Et pour fonctionner, il ne faut pas se fier au réseau. Un système de cuisson alternatif. Le poêle à bois, le gaz, la génératrice, une petite chaufferette au kérosène, silencieuse et efficace, qui sent le pétrole et l’isolement, mais qui tient l’Ombre à distance. Elle est le symbole de notre autonomie forcée.
Lampe de poche, allumettes, chandelles. Le feu contre le Noir. Mais la radio portable, elle, est essentielle. Elle vous relie au monde, même si le monde est en train de brûler. Vous pourrez écouter la musique, ou les bulletins d’urgence. La différence est mince, parfois.

Les jeux de société, la lecture. C’est vital.

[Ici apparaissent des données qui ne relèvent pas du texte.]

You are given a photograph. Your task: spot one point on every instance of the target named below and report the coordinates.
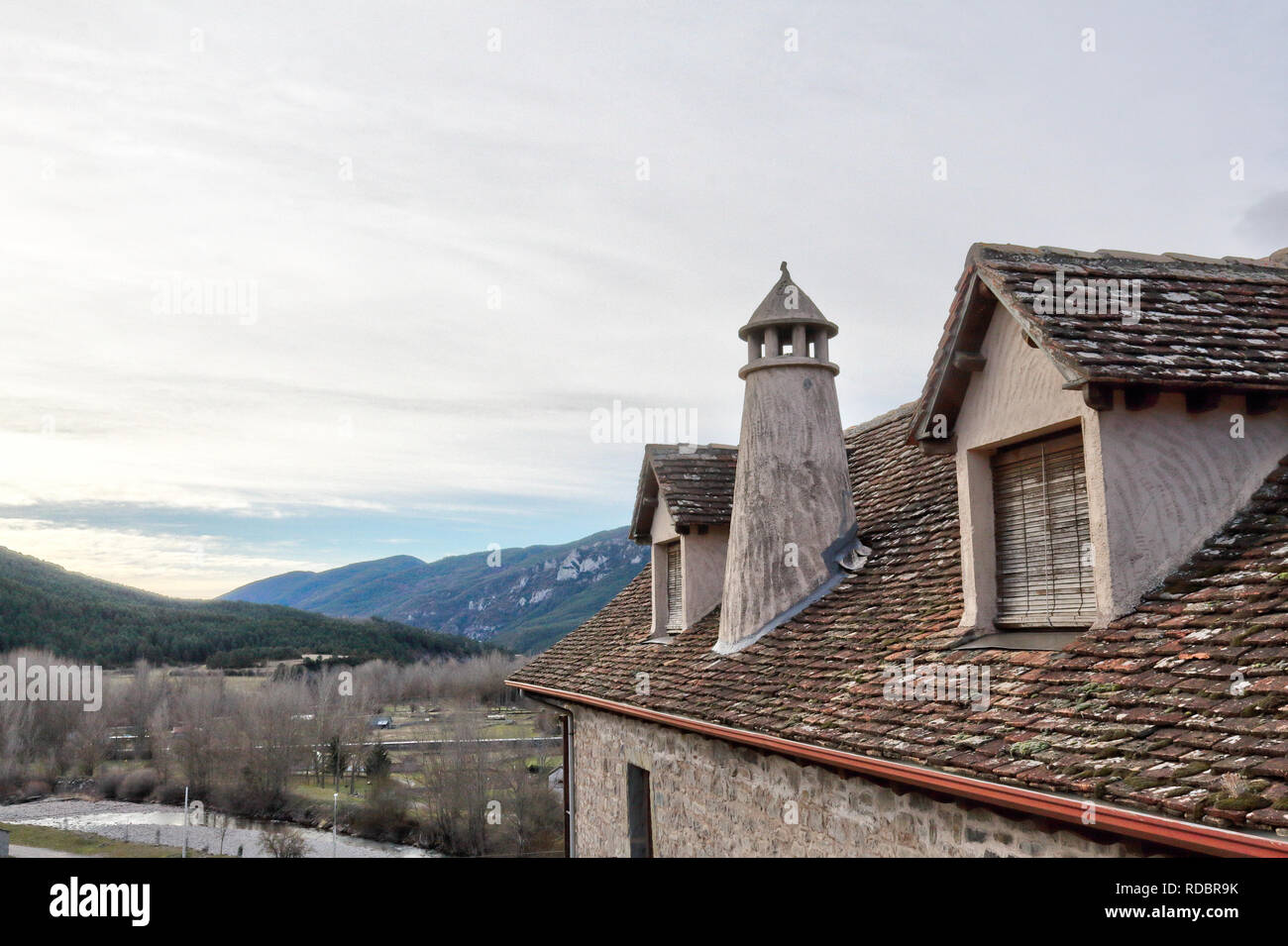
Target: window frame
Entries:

Car le temps, quand tout s'arrête, est la chose la plus dangereuse. Il faut occuper l'esprit pour ne pas le laisser vagabonder vers les recoins sombres du doute et de la folie.

Enfin, l’argent liquide. C’est la clé de la peur moderne en 2025. Un crash économique, un dérèglement de la société, si les banques sont fermées, si les guichets automatiques sont des monolithes muets, si la carte de débit est un morceau de plastique sans valeur. Avoir du cash dans un endroit secret que vous seul connaissez, c'est votre dernière ligne de défense. Votre capacité à faire des échanges, à acheter le strict nécessaire. C’est la preuve que vous n’avez pas fait confiance au tout-numérique qui peut s’éteindre d’un simple clic.

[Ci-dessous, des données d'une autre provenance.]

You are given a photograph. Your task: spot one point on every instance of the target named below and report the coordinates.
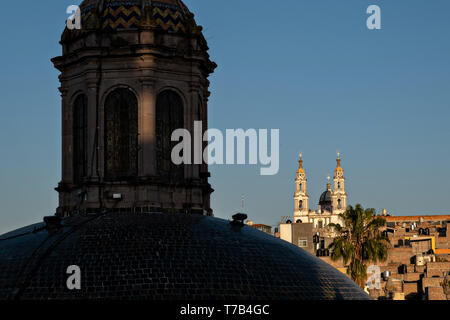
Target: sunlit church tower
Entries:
(301, 197)
(339, 195)
(332, 202)
(136, 71)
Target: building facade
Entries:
(136, 71)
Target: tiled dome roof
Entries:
(163, 256)
(167, 15)
(325, 198)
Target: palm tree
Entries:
(359, 241)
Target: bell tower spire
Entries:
(339, 195)
(301, 197)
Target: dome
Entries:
(162, 256)
(325, 198)
(170, 16)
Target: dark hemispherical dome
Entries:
(325, 198)
(162, 256)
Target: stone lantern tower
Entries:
(135, 71)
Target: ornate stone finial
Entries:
(300, 163)
(338, 160)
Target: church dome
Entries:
(162, 256)
(169, 16)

J'en achète un peu plus chaque semaine. Je fais des réserves pour trois semaines, moi. Vous, si c'est pour une semaine, un mois, c’est déjà très bon. On ne sait jamais ce qui peut nous « tomber dessus »;). Ce sourire dans le texte est un rictus. Il signifie: je suis prête pour le moment où tout va lâcher.

Et la voiture, ce sanctuaire d'acier. Liquide lave-glace -40, pelle pliante, plaques de traction. Câbles de démarrage de bonne qualité  (pas de la camelote). Une trousse de premiers secours à jour, de l'eau, des collations. Et de la lecture. Car être pris sur la route, c'est se retrouver dans un huis clos minuscule et glacial, à attendre que quelqu'un, ou quelque chose, vienne vous sauver. Et si ça prend des heures, il vous faudra tenir.

La liste n'est pas complète. C'est votre fardeau, votre devoir. L'hiver n’est jamais facile au Québec. Mais en 2025, il est une mise à l'épreuve. On espère qu'il ne sera pas trop souffrant, mais au fond, on sait qu'il faudra souffrir un peu. Et se préparer à souffrir beaucoup. C'est ça, vivre ici.
Soyez prêts. Le Froid n'attend pas les explications.